ANALYSES

Elections serbes à risque au Kosovo

Tribune
4 mai 2012
Par Gaëlle Pério Valero
Vu de Pristina, l’organisation des élections présidentielle et législative serbes pour les bi-nationaux sur son territoire si elle n’est pas bienvenue, est tolérable sous certaines conditions. La principale est que l’OSCE organise le scrutin. Belgrade, pourtant, se fait tirer l’oreille. La démission du Président serbe, Boris Tadic, le 4 avril dernier, freine également les négociations. A dix jours du premier tour, aucun accord n’a été conclu, rendant l’organisation périlleuse.

L’organisation de ce vote soulève une question complexe: « Quelle est l’autorité légitime dans les zones serbes? » L’enjeu est triple. Le gouvernement kosovar veut démontrer sa détermination à contrôler une partie de son territoire qui ne reconnaît pas son autorité et fonctionne toujours sous des institutions parallèles financées par Belgrade. La Communauté internationale, pour sa part, souhaite au maximum garantir la sécurité et éviter affrontements ou provocations, gardant en mémoire les violences aux postes frontières de l’été dernier. Pour Belgrade enfin, l’enjeu est surtout de ne pas faire preuve de faiblesse durant la campagne.

Belgrade a cependant tout intérêt à ne pas heurter Pristina. Le dialogue entre les deux voisins est une condition sine qua non de la progression européenne des deux pays, enjeu crucial surtout pour la Serbie, candidat officiel à l’UE depuis le 1er mars dernier.
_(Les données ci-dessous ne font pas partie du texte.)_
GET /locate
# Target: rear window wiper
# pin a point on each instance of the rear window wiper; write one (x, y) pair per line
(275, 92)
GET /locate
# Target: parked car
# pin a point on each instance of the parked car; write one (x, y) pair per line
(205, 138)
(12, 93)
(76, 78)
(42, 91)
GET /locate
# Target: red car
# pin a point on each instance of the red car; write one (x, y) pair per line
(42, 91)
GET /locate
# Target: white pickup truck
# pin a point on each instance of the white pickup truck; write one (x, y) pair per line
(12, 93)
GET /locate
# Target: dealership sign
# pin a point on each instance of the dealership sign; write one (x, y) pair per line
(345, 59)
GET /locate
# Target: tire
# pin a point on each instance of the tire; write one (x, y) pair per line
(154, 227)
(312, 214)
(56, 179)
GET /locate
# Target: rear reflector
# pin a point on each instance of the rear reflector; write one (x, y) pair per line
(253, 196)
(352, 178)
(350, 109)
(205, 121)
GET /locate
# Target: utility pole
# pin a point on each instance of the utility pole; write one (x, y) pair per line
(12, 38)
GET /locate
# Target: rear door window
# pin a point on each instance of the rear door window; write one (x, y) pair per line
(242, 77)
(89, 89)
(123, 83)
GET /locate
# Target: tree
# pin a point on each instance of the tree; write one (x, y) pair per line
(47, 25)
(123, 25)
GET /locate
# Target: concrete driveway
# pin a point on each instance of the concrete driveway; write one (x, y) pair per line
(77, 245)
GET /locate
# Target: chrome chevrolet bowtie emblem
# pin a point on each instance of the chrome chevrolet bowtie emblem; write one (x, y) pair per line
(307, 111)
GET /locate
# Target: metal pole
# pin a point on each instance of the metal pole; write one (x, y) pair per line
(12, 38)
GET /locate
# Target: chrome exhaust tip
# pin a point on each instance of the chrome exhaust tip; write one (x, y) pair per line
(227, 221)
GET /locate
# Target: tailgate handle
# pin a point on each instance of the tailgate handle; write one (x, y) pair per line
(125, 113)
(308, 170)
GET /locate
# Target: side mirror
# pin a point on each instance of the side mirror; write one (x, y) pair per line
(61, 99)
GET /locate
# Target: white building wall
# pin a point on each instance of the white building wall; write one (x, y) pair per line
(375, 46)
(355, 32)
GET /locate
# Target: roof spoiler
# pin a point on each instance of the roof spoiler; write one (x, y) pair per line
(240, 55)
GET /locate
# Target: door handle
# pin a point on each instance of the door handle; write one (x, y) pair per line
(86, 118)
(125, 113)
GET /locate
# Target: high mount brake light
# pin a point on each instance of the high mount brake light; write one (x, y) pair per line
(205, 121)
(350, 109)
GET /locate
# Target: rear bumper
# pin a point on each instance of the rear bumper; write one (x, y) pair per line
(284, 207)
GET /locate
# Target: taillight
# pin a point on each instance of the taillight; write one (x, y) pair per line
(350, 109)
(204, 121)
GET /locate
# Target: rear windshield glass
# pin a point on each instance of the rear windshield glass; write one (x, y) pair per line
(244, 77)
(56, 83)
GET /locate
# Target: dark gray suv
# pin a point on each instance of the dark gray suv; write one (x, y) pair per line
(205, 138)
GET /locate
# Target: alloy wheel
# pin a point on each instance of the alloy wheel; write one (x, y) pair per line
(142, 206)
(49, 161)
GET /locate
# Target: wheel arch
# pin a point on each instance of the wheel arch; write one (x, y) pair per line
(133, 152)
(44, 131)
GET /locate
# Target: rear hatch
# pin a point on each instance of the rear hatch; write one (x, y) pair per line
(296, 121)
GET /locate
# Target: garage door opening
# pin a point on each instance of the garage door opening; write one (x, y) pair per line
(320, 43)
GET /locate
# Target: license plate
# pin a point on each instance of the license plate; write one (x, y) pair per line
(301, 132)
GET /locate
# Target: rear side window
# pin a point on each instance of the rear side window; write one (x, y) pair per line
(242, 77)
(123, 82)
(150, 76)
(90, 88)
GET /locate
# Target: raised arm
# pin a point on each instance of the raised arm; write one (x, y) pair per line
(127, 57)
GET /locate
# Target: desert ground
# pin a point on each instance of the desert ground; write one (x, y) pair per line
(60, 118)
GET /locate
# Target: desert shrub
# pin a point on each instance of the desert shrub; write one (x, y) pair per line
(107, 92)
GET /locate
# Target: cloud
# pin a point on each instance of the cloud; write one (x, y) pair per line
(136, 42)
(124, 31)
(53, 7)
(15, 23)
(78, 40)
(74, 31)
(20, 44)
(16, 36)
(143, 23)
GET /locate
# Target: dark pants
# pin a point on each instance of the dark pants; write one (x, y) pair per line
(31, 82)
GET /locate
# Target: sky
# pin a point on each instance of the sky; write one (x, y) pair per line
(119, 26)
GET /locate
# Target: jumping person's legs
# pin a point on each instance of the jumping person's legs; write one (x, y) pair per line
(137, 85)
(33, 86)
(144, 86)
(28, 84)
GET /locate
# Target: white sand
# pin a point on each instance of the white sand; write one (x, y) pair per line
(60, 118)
Si la dernière campagne présidentielle, au lendemain de l’indépendance du Kosovo, était clairement axée entre le Kosovo et l’UE, la campagne 2012 s’articule d’abord sur une thématique européenne et économique. Avec un taux de chômage de 20%, la Serbie, déjà sinistrée, s’enlise dans une crise économique chronique. Même les candidats nationalistes prônent désormais une solution « la plus réaliste possible » pour le Kosovo.
Ce changement de discours n’a pas échappé aux Serbes du Kosovo relégués désormais à l’arrière-plan des discours électoralistes. Habitués à être l’enjeu ou le pion des forces en présence, ils ont le sentiment d’être abandonnés. Cette prise de conscience s’est traduite depuis des années pour les Serbes des enclaves par des compromis pragmatiques avec Pristina afin d’assurer leur sécurité et leur mode de vie. Le réveil est plus brutal pour les Serbes du Nord. Ils ont longtemps espéré une partition, option désormais chimérique. L’instauration difficile du plan Ahtisaari au sud de l’Ibar ne les rassure pas davantage sur un Nord Kosovo sous contrôle de Pristina. Désillusions et peurs nourrissent la radicalisation des Serbes du Nord, qui se méfient désormais aussi des leurs comme de la Communauté internationale.

Deux municipalités du Nord souhaitent organiser des élections locales malgré la claire opposition de Pristina comme des Internationaux. Si Belgrade parvient à leur faire entendre raison, les élections se passeront le moins mal possible. En revanche, faisant fi des instructions de Belgrade, un scrutin local pourrait être organisé. Ce serait une provocation pour le gouvernement d’Hashim Thaçi, le premier ministre kosovar, certes, mais surtout pour les Kosovars eux-même qui pourraient se retourner contre les Serbes des enclaves. En prévision d’éventuelles tensions entre les communautés, la KFOR, force de l’OTAN au Kosovo, a déjà obtenu un renfort du contingent (près de 8 000 soldats) avec l’arrivée de plus de 550 soldats allemands et 150 autrichiens la semaine dernière.
Les conséquences d’un débordement seraient d’abord lourdes pour la Serbie. Par cette présidentielle anticipée, le Président Tadic compte profiter de l’élan européen pour poursuivre son mandat et la progression européenne. En cas de réélection, il lui faudra donner d’ici cet été un signal fort de dialogue avec le Kosovo si la Serbie espère obtenir le début des négociations d’adhésion lors de la publication du prochain rapport de progrès du Conseil européen début octobre. Mais l’enjeu n’est pas seulement local, bien que les perspectives d’élargissement soient pour le moment au ralenti, l’UE a tout intérêt à voir les pays des Balkans, et notamment la Serbie, poids lourd de la région, à s’engager durablement dans la voie des réformes. Dans cette zone au Nord de l’Ibar, équivalente à quelques cantons, se joue aussi, début mai, la sécurité d’une frontière de l’UE.